Das erste Boot des Tages kommt pünktlich, nimmt Abfälle aus der Gjendebu mit und legt einen Zwischenstopp in Memurubu ein.

Dort, wo es eine Zeltmöglichkeit am Ufer gibt, steht hier auch ein Zelt! Unglaublich. In Gjendesheim ist der Andrang nun riesig. Busladungen von Wanderern kommen an, eine riesige Warteschlange bildet sich an der Ablegestelle. Und das wochentags – nicht etwa am Wochenende! Ich muss hier schnell weg.

Entspannter Tag im Sjodalen
In Gjendesheim beginnt der Fluss Sjoa. Auf seinem Weg macht er einen riesigen Bogen durch das gleichnamige Sjodalen, um den Heidalsmuen (1759m) und seine Nachbarberge (Saukampen mit 1659m und der Storhøi mit 1349m) herum. Schließlich mündet er südlich von Otta im Ort Sjoa in den Fluss Lågen.
Zu Beginn schießen die Wassermassen zu schnell hinunter – der Köder ist nach dem Auswurf schon an mir vorbeigesaust, bevor ich überhaupt eine Kurbelumdrehung machen kann. Ich gehe also weiter.

Hier und dort mache ich dann ein paar Würfe, erwische kleinere Forellen, verweile an dem einen und anderen Plätzchen und liege am rauschenden Fluss. Möglicherweise bin ich auch zwischendurch etwas eingedöst, denn es ist nun plötzlich 13 Uhr.
Kurzer Wandertag
Am Øvre Sjodalsvatnet mache ich Mittagspause. Ich möchte heute nicht mehr weiter wandern und suche zwischen Øvre und Nedre Sjodalsvatnet eine schöne Zeltmöglichkeit. Zwischen beiden Seen gibt es ein riesiges Delta, wo sich die Sjoa durchdrückt. Da ich nichts Passendes finde, gehe ich am Ufer des Nedre Sjodalsvatnet entlang und finde bereits um 15 Uhr ein nettes Plätzchen. Nachdem das Quartier eingerichtet ist, lege ich eine Grundmontage in den See ( mit auftreibendem Wurm) und tue einfach gar nichts.

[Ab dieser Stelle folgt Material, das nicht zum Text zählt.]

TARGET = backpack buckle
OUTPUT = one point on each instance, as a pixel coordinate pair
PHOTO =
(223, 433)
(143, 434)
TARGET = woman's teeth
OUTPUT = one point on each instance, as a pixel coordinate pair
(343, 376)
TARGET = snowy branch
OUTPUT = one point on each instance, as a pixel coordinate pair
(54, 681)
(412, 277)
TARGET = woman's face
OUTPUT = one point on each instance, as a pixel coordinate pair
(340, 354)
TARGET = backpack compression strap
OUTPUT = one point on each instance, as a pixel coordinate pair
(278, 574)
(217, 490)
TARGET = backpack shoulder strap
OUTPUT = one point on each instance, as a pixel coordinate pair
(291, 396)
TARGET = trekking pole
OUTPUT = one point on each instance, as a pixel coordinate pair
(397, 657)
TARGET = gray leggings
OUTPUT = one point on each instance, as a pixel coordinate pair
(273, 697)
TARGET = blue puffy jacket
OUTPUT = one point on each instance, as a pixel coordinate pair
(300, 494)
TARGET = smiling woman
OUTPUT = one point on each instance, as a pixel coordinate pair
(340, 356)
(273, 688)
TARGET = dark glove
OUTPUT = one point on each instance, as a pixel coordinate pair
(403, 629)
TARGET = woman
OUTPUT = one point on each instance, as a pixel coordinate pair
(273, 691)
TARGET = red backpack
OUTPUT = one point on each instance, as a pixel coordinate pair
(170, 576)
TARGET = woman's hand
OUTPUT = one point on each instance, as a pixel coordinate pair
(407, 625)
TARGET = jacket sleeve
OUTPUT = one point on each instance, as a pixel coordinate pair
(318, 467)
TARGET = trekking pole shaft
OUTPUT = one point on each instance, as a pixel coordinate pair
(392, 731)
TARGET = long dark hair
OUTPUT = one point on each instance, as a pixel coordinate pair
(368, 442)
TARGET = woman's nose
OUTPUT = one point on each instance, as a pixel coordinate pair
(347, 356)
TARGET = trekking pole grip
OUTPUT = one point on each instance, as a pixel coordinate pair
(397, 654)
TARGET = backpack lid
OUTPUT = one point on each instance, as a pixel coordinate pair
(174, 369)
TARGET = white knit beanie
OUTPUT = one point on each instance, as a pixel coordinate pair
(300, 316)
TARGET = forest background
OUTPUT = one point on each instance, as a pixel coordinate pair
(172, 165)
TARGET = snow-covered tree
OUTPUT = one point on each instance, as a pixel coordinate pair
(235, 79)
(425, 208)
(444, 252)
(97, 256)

Am frühen Abend fahren zwei Norweger mit ihrem Boot am Ufer entlang und kommen auch an meiner kleinen Bucht vorbei. Dort setzen sie mir auch ein Stellnetz vor die Nase, leider. Irgendwie ist mir das heute gar nicht so wichtig. Ich bereite Abendessen zu und schaue aus meinem Zelt heraus auf den spiegelglatten See.